Overlapping Confidence Intervals
Perhaps you’ve seen a claim like this in an applied paper: “the estimated effect for Group A is statistically significant, but the estimated effect for Group B is not; this treatment helps As but not Bs.” But this reasoning is flawed.
To see why, consider the following example from Gelman & Stern. We have data from two independent samples: Group A and Group B. For Group A our estimated effect is 25 with a standard error of 10, yielding an approximate 95% confidence interval of \(25 \pm 20\) or \((5, 45)\). This interval does not include zero, so the effect for Group A is statistically significant at the 5% level. For Group B our estimated effect is 10 with a standard error of 10, yielding a confidence interval of \(10 \pm 20\) or \((-10, 30)\). This interval does include zero, so the effect for Group B is not statistically significant at the 5% level. But there is no statistically significant difference between the groups: the difference of means is \(25 - 10 = 15\) but the standard error for the difference is \(\sqrt{10^2 + 10^2} = \sqrt{200} \approx 14.14\). Thus, the 95% confidence interval for the difference is \(15 \pm 28\) or \((-13, 43)\), which comfortably includes zero.

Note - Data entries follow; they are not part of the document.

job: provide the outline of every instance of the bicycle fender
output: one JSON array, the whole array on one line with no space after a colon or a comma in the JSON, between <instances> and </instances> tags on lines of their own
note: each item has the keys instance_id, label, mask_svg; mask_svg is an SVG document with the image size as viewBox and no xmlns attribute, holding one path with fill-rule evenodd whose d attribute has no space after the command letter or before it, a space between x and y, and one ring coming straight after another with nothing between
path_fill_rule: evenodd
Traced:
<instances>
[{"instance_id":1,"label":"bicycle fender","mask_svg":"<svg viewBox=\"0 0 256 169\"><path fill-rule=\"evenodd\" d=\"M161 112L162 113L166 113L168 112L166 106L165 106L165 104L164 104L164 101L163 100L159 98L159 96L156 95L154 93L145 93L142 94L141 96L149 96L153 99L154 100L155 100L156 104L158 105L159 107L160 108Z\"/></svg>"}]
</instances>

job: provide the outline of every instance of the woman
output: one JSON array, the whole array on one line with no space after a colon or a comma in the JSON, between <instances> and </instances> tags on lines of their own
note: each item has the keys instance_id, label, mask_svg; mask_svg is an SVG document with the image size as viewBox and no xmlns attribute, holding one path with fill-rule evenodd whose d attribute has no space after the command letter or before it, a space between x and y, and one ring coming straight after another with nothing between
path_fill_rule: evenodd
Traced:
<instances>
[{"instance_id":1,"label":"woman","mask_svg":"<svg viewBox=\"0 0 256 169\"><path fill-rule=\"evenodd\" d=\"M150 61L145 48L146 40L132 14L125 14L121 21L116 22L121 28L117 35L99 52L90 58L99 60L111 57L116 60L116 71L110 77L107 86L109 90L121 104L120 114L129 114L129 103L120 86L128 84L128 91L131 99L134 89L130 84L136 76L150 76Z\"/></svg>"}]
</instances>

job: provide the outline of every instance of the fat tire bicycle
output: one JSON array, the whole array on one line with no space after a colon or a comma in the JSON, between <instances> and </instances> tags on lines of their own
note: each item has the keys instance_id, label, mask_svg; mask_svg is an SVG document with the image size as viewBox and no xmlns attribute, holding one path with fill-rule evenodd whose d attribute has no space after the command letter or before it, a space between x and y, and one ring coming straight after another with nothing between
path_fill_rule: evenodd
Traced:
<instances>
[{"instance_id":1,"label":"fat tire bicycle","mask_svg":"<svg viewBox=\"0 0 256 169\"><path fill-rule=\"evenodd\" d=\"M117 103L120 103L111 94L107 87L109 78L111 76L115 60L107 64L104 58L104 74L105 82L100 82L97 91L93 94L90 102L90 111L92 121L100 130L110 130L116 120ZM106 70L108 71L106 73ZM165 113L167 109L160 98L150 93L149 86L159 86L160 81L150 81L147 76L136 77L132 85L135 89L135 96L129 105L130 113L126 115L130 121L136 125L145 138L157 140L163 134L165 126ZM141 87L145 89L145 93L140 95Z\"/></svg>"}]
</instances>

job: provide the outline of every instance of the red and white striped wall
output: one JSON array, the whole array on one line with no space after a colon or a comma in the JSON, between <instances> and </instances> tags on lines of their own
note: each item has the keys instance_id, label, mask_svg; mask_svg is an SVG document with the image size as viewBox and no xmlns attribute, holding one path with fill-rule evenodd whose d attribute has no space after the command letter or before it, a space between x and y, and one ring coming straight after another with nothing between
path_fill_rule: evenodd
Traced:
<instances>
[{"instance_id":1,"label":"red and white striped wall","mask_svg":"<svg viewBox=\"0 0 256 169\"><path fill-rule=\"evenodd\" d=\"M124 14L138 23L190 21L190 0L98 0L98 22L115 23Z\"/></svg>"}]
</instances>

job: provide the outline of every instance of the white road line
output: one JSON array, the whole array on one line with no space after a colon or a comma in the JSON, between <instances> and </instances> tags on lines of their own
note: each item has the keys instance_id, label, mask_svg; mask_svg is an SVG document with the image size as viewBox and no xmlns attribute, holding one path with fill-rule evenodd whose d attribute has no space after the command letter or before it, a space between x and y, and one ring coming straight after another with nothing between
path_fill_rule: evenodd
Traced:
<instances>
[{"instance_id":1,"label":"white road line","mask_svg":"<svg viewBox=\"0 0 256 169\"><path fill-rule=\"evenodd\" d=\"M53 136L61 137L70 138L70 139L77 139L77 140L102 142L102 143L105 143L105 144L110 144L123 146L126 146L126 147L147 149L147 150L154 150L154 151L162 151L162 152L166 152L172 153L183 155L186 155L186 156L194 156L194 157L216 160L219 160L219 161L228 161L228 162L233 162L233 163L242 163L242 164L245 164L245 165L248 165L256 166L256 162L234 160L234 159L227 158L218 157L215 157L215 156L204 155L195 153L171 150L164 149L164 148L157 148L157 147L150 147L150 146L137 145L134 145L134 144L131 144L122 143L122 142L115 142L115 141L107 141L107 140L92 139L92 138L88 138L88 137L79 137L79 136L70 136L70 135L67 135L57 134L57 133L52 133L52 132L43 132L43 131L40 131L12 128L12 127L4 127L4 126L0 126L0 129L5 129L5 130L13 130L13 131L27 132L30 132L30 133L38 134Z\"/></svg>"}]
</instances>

To quote the title of the aforementioned paper: The Difference Between “Significant” and “Not Significant” is not Itself Statistically Significant. Meditate on this lesson and repeat it ten times before going to bed every night.
After you’ve done this, I have a puzzle for you to ponder. In our example from above, the intervals for A and B overlap and the difference is not significant. Is this a general rule? In other words, does overlap in the two intervals imply no significant difference between the groups? While we’re at it, what about the opposite case? If the two intervals do not overlap, does that mean that there is a significant difference between the groups?
Setting the Stage
Intervals for A, B and their difference.
Let \(\bar{A}\) be our estimator of the population mean \(\mu_A\) for Group A, and let \(\text{SE}(\bar{A})\) be its standard error. Similarly, let \(\bar{B}\) be our estimator of the population mean \(\mu_B\) for Group B, with standard error \(\text{SE}(\bar{B})\). If the samples we used to construct \(\bar{A}\) and \(\bar{B}\) are independent, then \(\text{Cov}(\bar{A}, \bar{B}) = 0\) and \[\text{SE}(\bar{A} - \bar{B}) = \sqrt{\text{SE}(\bar{A})^2 + \text{SE}(\bar{B})^2}\] as in the example from above. If \(\bar{A}\) and \(\bar{B}\) are approximately normally distributed, say by appealing to the central limit theorem, then we can construct 95% confidence intervals for \(\mu_A\), \(\mu_B\) as follows \[\mu_A \colon \quad \bar{A} \pm 2 \times \text{SE}(\bar{A}), \quad \quad \mu_B\colon \quad \bar{B} \pm 2 \times \text{SE}(\bar{B}).\] Similarly, we can construct a confidence interval for the difference in means \(\mu_A - \mu_B\), namely \[ (\bar{A} - \bar{B}) \pm 2 \times \text{SE}(\bar{A} - \bar{B}). \] More generally, to construct an approximate \((1 - \alpha) \times 100%\) confidence interval, we would replace the 2 above with the appropriate quantile of a standard normal distribution.1 Below I’ll call this quantile \(z\) for short.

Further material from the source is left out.